読んで損はありませんが、私は誉めません。


……深読みし過ぎたかな。

「PCコマンド ボブ&キース」
著者:
高橋敏也&城久人
出版社:
ソフトバンク
分類:
漫画,単行本

「あのBOB&KEITHが単行本に? 本当か!」

「ああ、しかもフルカラーだぞ。攻殻2に勝っているぞ」

「そうか、ならば早速、手に入れよう!」

「おいおい待てよ、ネットで全部読めるんだから、別に買わなくてもいいじゃないか」

「そうそう、それにどうせ刷数少ないぜ」

ブチブチブチ……

(どこからともなく取り出したRPG-7を構え)

「ファッキン軟弱野郎どもっ

これでも食らえっ!」

アメコミ風効果付きで大爆発。


という訳で、探しましたが、本屋の漫画コーナには無し。あったのは、PC自作本のあたり。なるほど。

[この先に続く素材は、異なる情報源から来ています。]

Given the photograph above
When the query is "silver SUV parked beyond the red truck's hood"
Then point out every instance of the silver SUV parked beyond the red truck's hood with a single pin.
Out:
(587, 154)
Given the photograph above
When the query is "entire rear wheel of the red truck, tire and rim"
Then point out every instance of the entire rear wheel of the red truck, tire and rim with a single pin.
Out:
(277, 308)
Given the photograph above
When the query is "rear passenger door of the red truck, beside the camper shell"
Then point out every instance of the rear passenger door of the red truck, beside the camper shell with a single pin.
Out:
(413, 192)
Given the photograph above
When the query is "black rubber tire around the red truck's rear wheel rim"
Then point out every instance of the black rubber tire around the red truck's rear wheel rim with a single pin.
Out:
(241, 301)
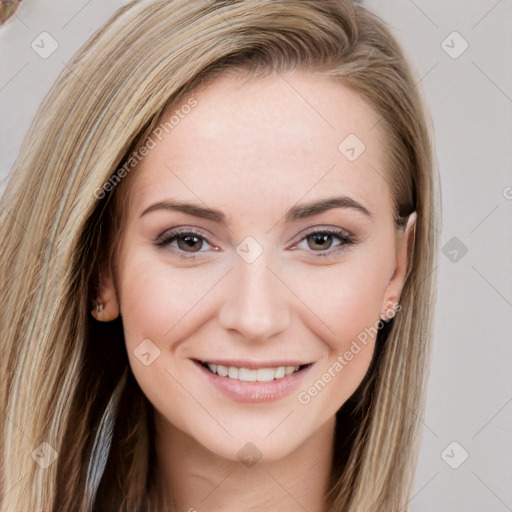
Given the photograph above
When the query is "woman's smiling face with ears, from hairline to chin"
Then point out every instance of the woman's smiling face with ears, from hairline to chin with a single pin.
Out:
(258, 241)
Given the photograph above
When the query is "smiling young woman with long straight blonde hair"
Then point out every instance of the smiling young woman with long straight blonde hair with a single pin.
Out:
(218, 268)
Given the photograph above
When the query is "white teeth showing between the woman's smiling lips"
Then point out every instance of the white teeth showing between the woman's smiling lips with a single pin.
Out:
(254, 374)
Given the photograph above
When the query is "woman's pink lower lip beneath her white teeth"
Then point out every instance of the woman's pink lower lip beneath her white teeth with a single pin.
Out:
(255, 392)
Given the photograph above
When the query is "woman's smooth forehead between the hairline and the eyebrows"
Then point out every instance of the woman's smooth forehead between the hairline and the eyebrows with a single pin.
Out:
(267, 141)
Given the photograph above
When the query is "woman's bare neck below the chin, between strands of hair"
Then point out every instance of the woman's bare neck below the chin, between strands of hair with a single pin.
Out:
(198, 479)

全話収録していないので、元サイトで全部読んでおきましょう。初期のわりと好きな話が収録されていなかったので、ちょっと悲しいです。

で、全部読んでおいて、その上で買うのです。この単行本はネタとして最適です。

「妄想戦士ヤマモト #1」
著者:
小野寺浩二
出版社:
少年画報社
分類:
漫画,単行本

言動が濃すぎるオタク高校生ヤマモトが妄想のままに大暴れ! ツッコミは付き合いが良すぎるマジメメガネ君松下と、お下げでメガネっ娘の高橋さん。二人とも不幸で迷惑なのだが、ヤマモトは幻のアレゲネタを求めて今日も幸せそうに戦う。そして、松下は、彼の言動、行動、思想に、何故か惹かれている自分を見つけるのだった……


ただ、いささか言動が濃すぎる点が、逆に薄さを感じさせます。これは例えば「かってに改蔵」のすみっこでよくこっそりやっている濃いネタと比べると判りやすいでしょう。オレは濃いんだ、アレなんだと力説されてもなぁ。

例えばフィギュア好きの描写。これは甘いのでは。その浅さを補うために毎回血涙流していれば、早晩血涙のインフレが起こるでしょう。大体今ならフィギュアよりドールの方が濃いだろうし、濃い妄想オタシーンの中心はPCエロゲー、そして恐らく妹萌えでしょう。

それが使えないのは、既に消費してしまったから。大ネタをロリータ番長やらで無駄に消費しているから、使えない訳です。作者には是非とも、もっと細やかなオタ描写を望みたいものです。

唯一オタ描写で合格点に達しているのは、メガネスキー系ですが、これもステロな古い価値観なので、現在の先鋭的なメガネスキーの心を捉え得るかは疑問です。

ただ、時々良い味出しているんで、頑張って欲しいですね。